Is MA a community property state like WI is? Even in a community property state any money you bring into a marriage (or get by gift or inheritance during such marriage) is legally your property alone as long as you make sure not to commingle it with your spouse's money, such as by putting it in a joint account.

Of course, earnings during marriage are deemed a 50/50 split (even if you get the spouse from hell like my late brother did who contributed 0%, while she consumed about 90%).


----------



## Slim Shady (Jun 24, 2008)

A little over USD 1,000 (in local currency, at current exchange rates)


----------



## UltraShy (Nov 8, 2003)

Penny said:


> Perhaps though you do need to enjoy life a bit more...
> 
> This also could apply to Karl as well. :duck


Karl, unfortunately, has found that buying things fails to bring happiness to him. Noca, for example, always tells me that I should buy a fancy car. For what? I have under 13,000 miles on a 5-year-old Impala because I have nowhere to go. When I got that car in 2003 I dreamed I might finally drive out to NJ to visit a woman that I've known since 1994 though never yet met. The car has still has never even left the state.

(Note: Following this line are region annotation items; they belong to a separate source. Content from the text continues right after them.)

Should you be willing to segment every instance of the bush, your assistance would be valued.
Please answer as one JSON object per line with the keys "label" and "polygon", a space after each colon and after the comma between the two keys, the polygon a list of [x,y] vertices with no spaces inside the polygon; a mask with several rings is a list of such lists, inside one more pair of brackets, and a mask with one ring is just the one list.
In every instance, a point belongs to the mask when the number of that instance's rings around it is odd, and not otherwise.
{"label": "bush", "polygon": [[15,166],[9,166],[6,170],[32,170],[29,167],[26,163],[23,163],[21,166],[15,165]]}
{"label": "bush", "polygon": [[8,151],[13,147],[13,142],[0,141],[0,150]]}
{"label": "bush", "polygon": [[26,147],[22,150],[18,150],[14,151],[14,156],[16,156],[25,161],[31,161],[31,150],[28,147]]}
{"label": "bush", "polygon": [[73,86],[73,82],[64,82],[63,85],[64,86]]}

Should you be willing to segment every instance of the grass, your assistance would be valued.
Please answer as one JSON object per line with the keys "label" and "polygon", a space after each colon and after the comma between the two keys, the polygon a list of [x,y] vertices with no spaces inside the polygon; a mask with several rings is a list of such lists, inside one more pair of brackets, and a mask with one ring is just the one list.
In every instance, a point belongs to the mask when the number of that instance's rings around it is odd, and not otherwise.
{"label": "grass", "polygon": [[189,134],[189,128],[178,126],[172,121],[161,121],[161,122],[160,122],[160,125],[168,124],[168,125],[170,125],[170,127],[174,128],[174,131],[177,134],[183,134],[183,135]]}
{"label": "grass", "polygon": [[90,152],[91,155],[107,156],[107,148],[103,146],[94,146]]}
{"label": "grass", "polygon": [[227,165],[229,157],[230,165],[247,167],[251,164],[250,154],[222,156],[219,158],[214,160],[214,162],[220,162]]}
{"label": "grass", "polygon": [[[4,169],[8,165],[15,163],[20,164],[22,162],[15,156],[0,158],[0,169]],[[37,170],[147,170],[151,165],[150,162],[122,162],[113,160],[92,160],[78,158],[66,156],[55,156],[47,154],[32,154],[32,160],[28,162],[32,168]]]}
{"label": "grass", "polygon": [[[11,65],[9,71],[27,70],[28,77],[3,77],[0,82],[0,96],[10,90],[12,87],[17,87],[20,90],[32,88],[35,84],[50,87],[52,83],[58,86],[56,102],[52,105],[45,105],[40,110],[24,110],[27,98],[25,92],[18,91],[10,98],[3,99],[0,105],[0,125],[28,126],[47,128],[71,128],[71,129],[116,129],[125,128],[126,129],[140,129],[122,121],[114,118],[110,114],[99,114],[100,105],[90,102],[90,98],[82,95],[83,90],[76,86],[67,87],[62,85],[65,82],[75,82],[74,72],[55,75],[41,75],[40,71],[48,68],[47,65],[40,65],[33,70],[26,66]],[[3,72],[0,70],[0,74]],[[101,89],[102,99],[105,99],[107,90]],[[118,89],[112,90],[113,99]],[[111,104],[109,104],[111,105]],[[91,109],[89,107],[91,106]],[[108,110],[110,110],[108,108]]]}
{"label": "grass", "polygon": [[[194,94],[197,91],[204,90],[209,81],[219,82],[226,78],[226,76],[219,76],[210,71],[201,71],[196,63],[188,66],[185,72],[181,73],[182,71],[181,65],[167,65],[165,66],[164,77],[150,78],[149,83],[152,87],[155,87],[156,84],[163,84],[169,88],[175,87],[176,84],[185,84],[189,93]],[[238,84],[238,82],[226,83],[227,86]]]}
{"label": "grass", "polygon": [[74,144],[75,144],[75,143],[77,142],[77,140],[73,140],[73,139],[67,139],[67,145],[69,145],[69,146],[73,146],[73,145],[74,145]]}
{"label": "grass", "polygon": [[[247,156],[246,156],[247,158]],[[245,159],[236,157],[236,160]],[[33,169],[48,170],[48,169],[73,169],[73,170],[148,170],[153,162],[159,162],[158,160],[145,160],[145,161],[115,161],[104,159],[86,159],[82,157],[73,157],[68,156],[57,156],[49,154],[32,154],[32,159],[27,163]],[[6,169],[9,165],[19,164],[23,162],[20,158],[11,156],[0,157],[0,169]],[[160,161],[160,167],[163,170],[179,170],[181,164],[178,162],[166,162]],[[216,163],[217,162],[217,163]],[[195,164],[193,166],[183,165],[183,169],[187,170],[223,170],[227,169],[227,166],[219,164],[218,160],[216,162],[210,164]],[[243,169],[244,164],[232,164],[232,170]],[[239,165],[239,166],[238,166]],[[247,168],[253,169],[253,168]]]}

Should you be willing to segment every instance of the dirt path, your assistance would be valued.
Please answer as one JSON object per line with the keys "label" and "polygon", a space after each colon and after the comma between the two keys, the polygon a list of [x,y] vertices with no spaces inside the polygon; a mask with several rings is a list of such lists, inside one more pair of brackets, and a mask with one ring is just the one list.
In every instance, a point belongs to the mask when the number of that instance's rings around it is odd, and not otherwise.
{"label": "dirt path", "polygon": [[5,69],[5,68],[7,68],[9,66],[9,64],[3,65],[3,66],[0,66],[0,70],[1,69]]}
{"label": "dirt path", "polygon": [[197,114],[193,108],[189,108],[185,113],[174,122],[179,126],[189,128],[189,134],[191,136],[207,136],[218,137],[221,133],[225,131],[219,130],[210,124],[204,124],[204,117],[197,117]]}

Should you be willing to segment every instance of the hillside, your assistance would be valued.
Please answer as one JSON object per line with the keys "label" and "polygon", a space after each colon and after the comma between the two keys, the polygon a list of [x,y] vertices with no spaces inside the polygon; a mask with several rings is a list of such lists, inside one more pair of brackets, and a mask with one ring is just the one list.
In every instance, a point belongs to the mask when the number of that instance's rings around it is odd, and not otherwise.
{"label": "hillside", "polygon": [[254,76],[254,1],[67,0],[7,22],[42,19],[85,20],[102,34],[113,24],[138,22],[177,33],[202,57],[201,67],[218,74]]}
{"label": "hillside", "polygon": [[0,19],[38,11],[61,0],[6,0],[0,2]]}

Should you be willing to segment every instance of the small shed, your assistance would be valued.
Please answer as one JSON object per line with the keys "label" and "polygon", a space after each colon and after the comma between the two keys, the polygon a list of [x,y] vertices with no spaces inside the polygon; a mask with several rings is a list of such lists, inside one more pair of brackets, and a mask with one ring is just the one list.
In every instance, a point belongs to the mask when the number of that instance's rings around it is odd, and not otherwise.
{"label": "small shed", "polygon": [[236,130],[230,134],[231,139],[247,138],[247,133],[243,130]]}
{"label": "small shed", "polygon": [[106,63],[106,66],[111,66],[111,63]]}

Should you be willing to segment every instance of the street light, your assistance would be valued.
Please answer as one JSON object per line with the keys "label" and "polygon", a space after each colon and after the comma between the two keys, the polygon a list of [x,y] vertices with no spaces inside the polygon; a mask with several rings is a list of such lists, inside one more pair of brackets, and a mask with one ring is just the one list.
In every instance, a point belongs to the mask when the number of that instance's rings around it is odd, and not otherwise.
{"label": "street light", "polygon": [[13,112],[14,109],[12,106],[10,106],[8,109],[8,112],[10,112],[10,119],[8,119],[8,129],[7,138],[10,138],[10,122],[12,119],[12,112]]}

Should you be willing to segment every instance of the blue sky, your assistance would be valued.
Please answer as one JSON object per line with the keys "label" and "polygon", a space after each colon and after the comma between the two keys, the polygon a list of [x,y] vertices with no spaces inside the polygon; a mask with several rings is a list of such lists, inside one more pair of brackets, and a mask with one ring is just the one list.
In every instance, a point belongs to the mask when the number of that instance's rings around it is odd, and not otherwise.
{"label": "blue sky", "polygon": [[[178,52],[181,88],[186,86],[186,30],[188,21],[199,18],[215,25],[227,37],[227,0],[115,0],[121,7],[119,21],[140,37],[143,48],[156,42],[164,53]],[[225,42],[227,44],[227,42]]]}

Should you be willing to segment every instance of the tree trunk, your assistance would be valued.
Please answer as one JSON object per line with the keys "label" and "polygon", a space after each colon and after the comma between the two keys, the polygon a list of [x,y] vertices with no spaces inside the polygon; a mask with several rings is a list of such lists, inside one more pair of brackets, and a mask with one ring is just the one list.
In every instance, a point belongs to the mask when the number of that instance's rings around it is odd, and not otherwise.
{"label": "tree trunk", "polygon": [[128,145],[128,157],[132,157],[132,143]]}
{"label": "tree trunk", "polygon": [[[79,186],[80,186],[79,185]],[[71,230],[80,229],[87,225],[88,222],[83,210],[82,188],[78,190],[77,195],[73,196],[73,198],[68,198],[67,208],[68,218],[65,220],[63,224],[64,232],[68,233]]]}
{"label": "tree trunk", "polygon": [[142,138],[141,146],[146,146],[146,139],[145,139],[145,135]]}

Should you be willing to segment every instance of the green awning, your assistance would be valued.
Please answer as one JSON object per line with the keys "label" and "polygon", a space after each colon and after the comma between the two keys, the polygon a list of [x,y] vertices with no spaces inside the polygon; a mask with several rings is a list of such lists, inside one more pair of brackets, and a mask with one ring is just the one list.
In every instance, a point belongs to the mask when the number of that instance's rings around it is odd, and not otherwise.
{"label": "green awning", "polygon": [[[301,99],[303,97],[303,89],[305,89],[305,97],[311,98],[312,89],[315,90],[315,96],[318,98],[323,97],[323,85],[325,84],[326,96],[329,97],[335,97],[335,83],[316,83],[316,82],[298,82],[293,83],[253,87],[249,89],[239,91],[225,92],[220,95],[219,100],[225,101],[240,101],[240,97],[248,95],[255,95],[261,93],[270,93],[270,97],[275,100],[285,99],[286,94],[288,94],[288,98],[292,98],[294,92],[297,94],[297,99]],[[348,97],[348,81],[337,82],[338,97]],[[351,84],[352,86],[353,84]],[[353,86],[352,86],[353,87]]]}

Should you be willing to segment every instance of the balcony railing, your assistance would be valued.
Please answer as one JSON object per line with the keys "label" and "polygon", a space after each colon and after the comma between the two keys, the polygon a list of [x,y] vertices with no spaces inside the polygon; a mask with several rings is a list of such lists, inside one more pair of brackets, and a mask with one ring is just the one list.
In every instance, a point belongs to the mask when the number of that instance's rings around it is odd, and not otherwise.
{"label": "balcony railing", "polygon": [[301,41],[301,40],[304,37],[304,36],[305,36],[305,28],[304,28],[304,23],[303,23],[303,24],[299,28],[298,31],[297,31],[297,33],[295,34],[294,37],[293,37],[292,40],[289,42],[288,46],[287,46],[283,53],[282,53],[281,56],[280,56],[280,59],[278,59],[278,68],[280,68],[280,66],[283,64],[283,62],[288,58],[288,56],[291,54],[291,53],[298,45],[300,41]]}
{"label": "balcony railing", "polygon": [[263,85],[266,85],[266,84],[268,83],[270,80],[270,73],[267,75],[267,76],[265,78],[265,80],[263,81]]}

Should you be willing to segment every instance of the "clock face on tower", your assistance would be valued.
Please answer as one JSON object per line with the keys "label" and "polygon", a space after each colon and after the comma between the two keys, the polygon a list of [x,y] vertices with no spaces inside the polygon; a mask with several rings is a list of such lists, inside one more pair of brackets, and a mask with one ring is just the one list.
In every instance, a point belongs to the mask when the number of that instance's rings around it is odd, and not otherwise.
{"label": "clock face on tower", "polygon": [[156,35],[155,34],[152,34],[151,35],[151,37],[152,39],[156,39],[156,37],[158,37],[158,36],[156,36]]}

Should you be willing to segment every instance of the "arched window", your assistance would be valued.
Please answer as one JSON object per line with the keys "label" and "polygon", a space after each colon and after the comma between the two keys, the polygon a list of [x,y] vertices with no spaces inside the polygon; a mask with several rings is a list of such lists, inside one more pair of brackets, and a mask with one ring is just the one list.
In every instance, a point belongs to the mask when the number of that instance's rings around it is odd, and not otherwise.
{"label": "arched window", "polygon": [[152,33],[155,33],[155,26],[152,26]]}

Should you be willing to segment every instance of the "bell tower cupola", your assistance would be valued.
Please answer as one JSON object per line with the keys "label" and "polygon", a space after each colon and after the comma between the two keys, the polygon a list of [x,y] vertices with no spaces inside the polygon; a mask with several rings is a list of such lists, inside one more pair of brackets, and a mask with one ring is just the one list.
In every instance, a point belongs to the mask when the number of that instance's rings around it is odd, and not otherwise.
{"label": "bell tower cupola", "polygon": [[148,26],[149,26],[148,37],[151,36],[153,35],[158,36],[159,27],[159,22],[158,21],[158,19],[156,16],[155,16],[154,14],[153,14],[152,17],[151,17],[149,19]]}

The things I'm looking for, as the MasterCard ads would say, are priceless. I want a woman that I'm attracted to and who can accept me for who I am. Such women are in very short supply. Women don't tend to like men who are mentally unable to work or function in society to a large extent. People like me are generally looked upon as freaks & losers and we all know it. I'm not looking for sex, which is easy to find in relative terms. I'm looking for someone who can accept & love a moody & neurotic guy. I've yet to see a woman run an ad seeking any of those qualities.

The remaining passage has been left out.